Quality and Auditing Expert
Staff member
Admin
#2
Welcome Marvin!

I want to better understand how you confirm these reference parts are adequate as verification devices. I am not clear on what industry you supply for, or what standard you are subject to. Can you tell us?

I am also wondering what is your process for checking these reference parts:
  • What is your process tolerance?
  • What are your limits?
  • Can you explain for us what you mean when you say "We check these reference parts 1x/year with measuring capacity 3x, then calculate avarage and uncertainty and check if this is in specification."
Thank you for your help!
 
#3
Hello Jen,
thank you for your response. We are involve in consume industry according ISO 9001.
We assembled printed circuit boadrs.
At one board we check if capacity of assembled condesator is in the specification. This is done by test station, which measured capactiy.
Nominal value is10nanoFarad, limits are 9 - 11nF.
We have 3 reference parts:
1 - OK part (capacity is cca 10 +/-0,5nF),
2 - NOK part (capacity is less than 9nF, cca 8,0 +/-0,5nf)
3- NOK part (capacity is higher that 11nF, cca 12+/+0,5nF).
With these reference part we do release of the test station. OK part must be evaluated as OK, NOK part must be evaluated as NOK parts.

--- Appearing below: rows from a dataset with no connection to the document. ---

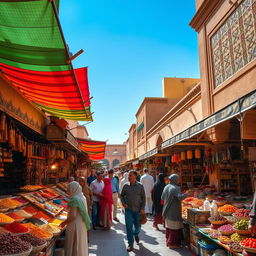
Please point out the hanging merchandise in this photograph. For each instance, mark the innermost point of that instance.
(189, 154)
(197, 153)
(183, 156)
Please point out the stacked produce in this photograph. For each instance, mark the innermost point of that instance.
(237, 238)
(24, 214)
(34, 241)
(38, 232)
(227, 209)
(236, 247)
(5, 218)
(16, 228)
(15, 216)
(10, 244)
(242, 214)
(227, 229)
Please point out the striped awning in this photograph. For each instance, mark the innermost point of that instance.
(34, 58)
(94, 149)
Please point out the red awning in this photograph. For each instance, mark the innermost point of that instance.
(94, 149)
(58, 92)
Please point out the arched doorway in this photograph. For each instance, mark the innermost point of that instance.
(115, 163)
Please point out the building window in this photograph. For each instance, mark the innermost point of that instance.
(234, 44)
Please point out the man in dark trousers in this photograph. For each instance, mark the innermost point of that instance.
(133, 200)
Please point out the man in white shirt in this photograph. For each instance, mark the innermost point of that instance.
(148, 182)
(96, 188)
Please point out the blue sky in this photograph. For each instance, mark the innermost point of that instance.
(129, 47)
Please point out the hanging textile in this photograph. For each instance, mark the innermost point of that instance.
(94, 149)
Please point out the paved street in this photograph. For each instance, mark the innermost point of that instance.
(113, 242)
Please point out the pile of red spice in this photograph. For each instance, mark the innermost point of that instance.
(16, 228)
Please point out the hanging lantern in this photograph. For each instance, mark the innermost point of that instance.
(189, 154)
(197, 153)
(183, 156)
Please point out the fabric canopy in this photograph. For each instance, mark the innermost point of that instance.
(55, 92)
(94, 149)
(33, 56)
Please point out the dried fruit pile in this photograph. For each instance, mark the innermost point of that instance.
(10, 244)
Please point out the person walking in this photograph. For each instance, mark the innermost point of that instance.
(91, 177)
(148, 182)
(106, 202)
(96, 188)
(156, 198)
(115, 191)
(133, 200)
(78, 222)
(172, 198)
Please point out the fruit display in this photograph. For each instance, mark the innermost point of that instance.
(16, 228)
(241, 225)
(224, 239)
(236, 247)
(227, 209)
(226, 229)
(217, 220)
(4, 219)
(12, 245)
(242, 214)
(33, 240)
(237, 238)
(31, 187)
(249, 244)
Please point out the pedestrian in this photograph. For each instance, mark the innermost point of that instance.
(133, 200)
(87, 193)
(78, 222)
(91, 177)
(172, 198)
(115, 191)
(156, 198)
(106, 202)
(96, 188)
(148, 182)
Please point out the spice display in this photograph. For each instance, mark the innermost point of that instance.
(227, 229)
(40, 215)
(24, 214)
(241, 225)
(50, 228)
(33, 240)
(3, 230)
(249, 242)
(227, 209)
(224, 239)
(30, 209)
(15, 216)
(10, 244)
(38, 232)
(9, 203)
(5, 218)
(236, 247)
(16, 228)
(242, 214)
(237, 238)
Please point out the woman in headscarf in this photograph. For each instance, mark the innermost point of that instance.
(156, 194)
(172, 198)
(87, 193)
(106, 202)
(78, 222)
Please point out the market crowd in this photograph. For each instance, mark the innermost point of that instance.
(94, 202)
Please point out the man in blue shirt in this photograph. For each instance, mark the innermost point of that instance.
(115, 190)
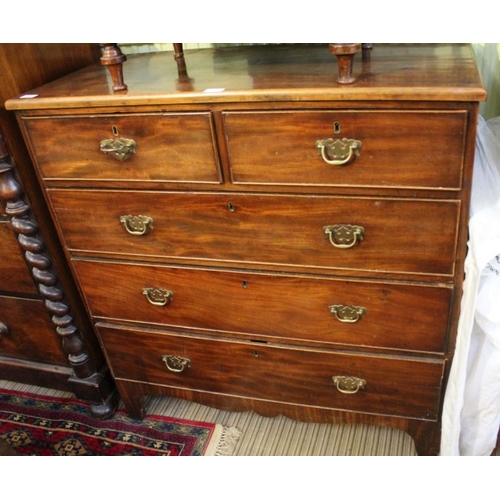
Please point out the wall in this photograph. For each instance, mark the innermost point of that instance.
(487, 57)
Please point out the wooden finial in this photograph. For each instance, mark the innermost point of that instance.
(113, 58)
(345, 53)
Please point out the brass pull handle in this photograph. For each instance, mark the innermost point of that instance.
(137, 225)
(348, 385)
(158, 296)
(121, 148)
(348, 314)
(344, 235)
(338, 152)
(176, 364)
(4, 330)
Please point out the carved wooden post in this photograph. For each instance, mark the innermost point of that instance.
(39, 262)
(113, 58)
(345, 53)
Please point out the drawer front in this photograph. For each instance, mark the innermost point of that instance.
(399, 149)
(168, 147)
(14, 273)
(394, 386)
(314, 310)
(30, 334)
(399, 235)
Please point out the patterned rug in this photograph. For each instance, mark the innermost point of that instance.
(47, 426)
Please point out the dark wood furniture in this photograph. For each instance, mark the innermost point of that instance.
(46, 338)
(257, 236)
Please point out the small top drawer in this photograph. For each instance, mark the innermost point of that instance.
(391, 149)
(177, 147)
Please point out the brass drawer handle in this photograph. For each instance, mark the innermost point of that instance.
(348, 385)
(121, 148)
(4, 330)
(338, 152)
(137, 225)
(348, 314)
(176, 364)
(344, 235)
(158, 296)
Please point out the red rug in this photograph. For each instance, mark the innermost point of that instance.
(47, 426)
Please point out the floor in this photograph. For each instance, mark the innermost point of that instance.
(276, 436)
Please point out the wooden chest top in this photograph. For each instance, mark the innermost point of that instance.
(300, 73)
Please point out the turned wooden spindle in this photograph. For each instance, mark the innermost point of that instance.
(345, 53)
(26, 228)
(113, 58)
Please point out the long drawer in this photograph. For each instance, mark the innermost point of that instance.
(177, 147)
(314, 310)
(382, 385)
(29, 333)
(386, 235)
(404, 149)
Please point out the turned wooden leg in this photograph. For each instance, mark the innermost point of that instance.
(345, 53)
(113, 58)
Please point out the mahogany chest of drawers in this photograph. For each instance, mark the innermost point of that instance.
(252, 235)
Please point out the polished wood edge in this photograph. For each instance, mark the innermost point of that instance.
(267, 95)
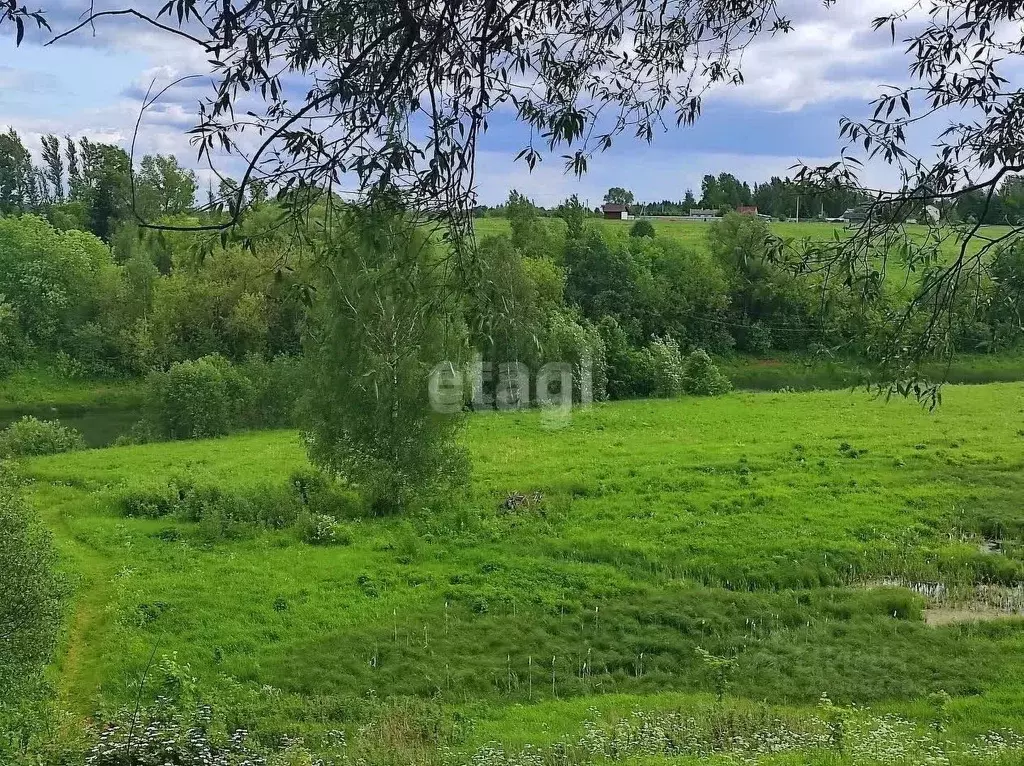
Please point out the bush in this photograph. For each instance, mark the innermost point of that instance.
(273, 390)
(366, 411)
(197, 399)
(11, 345)
(318, 528)
(310, 501)
(30, 436)
(30, 612)
(642, 227)
(701, 378)
(667, 367)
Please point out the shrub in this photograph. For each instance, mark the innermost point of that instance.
(367, 414)
(273, 388)
(310, 501)
(667, 366)
(318, 528)
(701, 378)
(642, 227)
(197, 399)
(11, 346)
(30, 611)
(30, 436)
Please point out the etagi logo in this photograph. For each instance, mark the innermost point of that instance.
(510, 385)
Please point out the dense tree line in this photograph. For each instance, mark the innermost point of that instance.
(90, 185)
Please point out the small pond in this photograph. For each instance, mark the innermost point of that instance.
(100, 426)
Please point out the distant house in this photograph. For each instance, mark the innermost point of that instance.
(615, 212)
(855, 215)
(697, 214)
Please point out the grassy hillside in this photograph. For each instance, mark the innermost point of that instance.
(694, 233)
(779, 529)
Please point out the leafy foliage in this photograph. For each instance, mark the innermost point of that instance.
(30, 613)
(30, 436)
(701, 378)
(383, 320)
(197, 398)
(642, 227)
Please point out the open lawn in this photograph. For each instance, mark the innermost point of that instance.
(791, 532)
(694, 233)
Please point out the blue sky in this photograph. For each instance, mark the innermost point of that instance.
(797, 88)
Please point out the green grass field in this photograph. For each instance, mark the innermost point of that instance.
(784, 530)
(694, 233)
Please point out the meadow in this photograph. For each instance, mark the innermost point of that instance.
(825, 543)
(694, 233)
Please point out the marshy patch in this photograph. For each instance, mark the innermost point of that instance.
(946, 604)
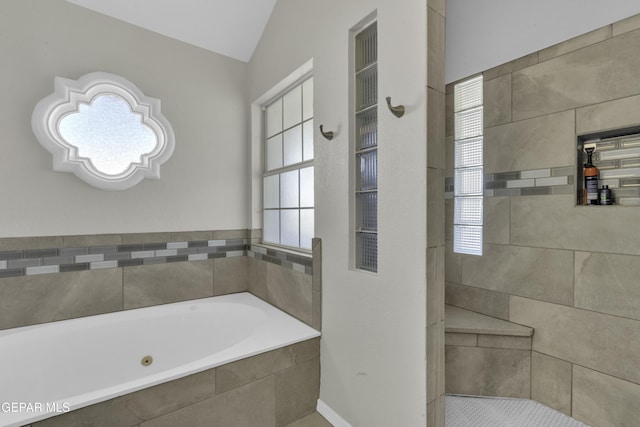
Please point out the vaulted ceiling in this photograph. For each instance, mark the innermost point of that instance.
(229, 27)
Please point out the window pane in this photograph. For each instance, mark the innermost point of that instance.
(293, 146)
(468, 152)
(367, 129)
(367, 251)
(468, 123)
(272, 192)
(468, 182)
(367, 211)
(307, 138)
(306, 228)
(307, 99)
(468, 210)
(274, 152)
(271, 227)
(289, 190)
(468, 94)
(467, 240)
(274, 118)
(306, 187)
(368, 172)
(292, 107)
(290, 234)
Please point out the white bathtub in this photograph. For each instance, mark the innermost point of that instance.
(52, 368)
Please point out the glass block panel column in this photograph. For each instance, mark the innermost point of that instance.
(469, 171)
(366, 148)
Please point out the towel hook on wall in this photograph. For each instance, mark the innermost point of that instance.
(328, 134)
(398, 110)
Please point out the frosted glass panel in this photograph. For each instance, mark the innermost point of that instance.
(109, 134)
(271, 227)
(367, 251)
(289, 189)
(468, 152)
(293, 146)
(274, 152)
(469, 172)
(367, 211)
(307, 99)
(468, 94)
(290, 233)
(292, 107)
(272, 192)
(307, 140)
(468, 182)
(306, 228)
(306, 187)
(368, 171)
(274, 118)
(367, 129)
(468, 210)
(467, 240)
(468, 123)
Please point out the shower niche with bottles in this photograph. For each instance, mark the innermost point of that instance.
(608, 168)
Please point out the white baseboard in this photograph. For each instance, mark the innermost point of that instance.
(331, 415)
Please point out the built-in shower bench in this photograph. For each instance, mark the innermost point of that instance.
(486, 356)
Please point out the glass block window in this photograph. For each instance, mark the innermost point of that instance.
(468, 164)
(288, 198)
(366, 148)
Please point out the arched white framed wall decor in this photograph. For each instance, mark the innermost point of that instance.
(104, 129)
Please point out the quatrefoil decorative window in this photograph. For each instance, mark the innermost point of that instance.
(104, 129)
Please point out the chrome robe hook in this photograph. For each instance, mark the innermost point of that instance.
(328, 134)
(398, 110)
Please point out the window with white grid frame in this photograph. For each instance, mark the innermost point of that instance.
(468, 167)
(288, 198)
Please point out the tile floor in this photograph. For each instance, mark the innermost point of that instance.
(311, 420)
(474, 411)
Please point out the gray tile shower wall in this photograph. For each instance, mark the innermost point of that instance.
(55, 278)
(436, 164)
(568, 271)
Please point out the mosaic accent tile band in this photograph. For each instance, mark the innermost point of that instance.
(296, 262)
(60, 260)
(524, 183)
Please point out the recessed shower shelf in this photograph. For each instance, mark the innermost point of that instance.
(617, 158)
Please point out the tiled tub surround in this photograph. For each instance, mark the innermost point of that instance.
(570, 272)
(272, 389)
(61, 260)
(182, 338)
(96, 274)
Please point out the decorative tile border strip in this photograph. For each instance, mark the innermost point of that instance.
(300, 263)
(524, 183)
(60, 260)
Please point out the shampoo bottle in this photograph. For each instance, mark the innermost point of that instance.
(590, 179)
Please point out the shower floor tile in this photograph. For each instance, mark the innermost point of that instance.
(475, 411)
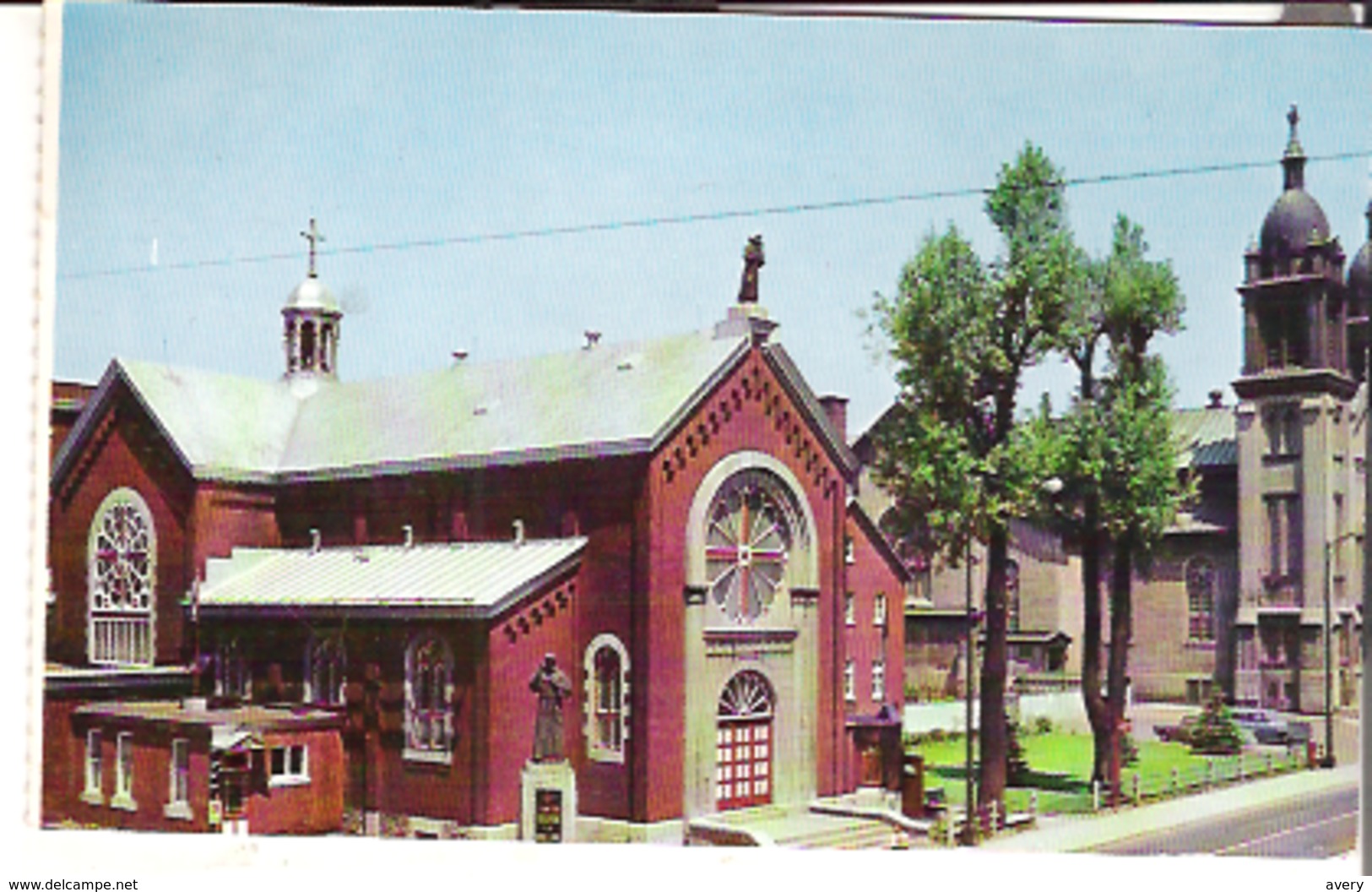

  • Can you explain for us what you mean when you say "We check these reference parts 1x/year with measuring capacity 3x, then calculate avarage and uncertainty and check if this is in specification."
It means that we have to check if capacity on the reference parts is still according specification.
Therefore we measure capactiy of refence parts 1/year to known if capacity on the reference part is still in specification. This check is done by calibrated RLC meter.
And would like to know if process of checking refenrece part by multimeter is called calibration or verification.
Thank you.
 

Sidney Vianna

Post Responsibly
Staff member
Admin
#4
We check these reference parts 1x/year with measuring capacity 3x, then calculate avarage and uncertainty and check if this is in spcification.
I would like to ask you if this process of checkikg reference parts (measuring capacity 3x, then calculate avarage and uncertainty)
is calibration or verification.
And how we can do MSA for these reference parts.
From an ISO 9001 perspective, what you propose is perfectly acceptable. The "golden" boards OK and Not OK are being verified, so is the test station. But why an MSA? MSA's are not an ISO 9001 requirement.
 

dwperron

Trusted Information Resource
#5
From what I am reading the reference parts are calibrated when you make traceable measurements of the values of the capacitors on them.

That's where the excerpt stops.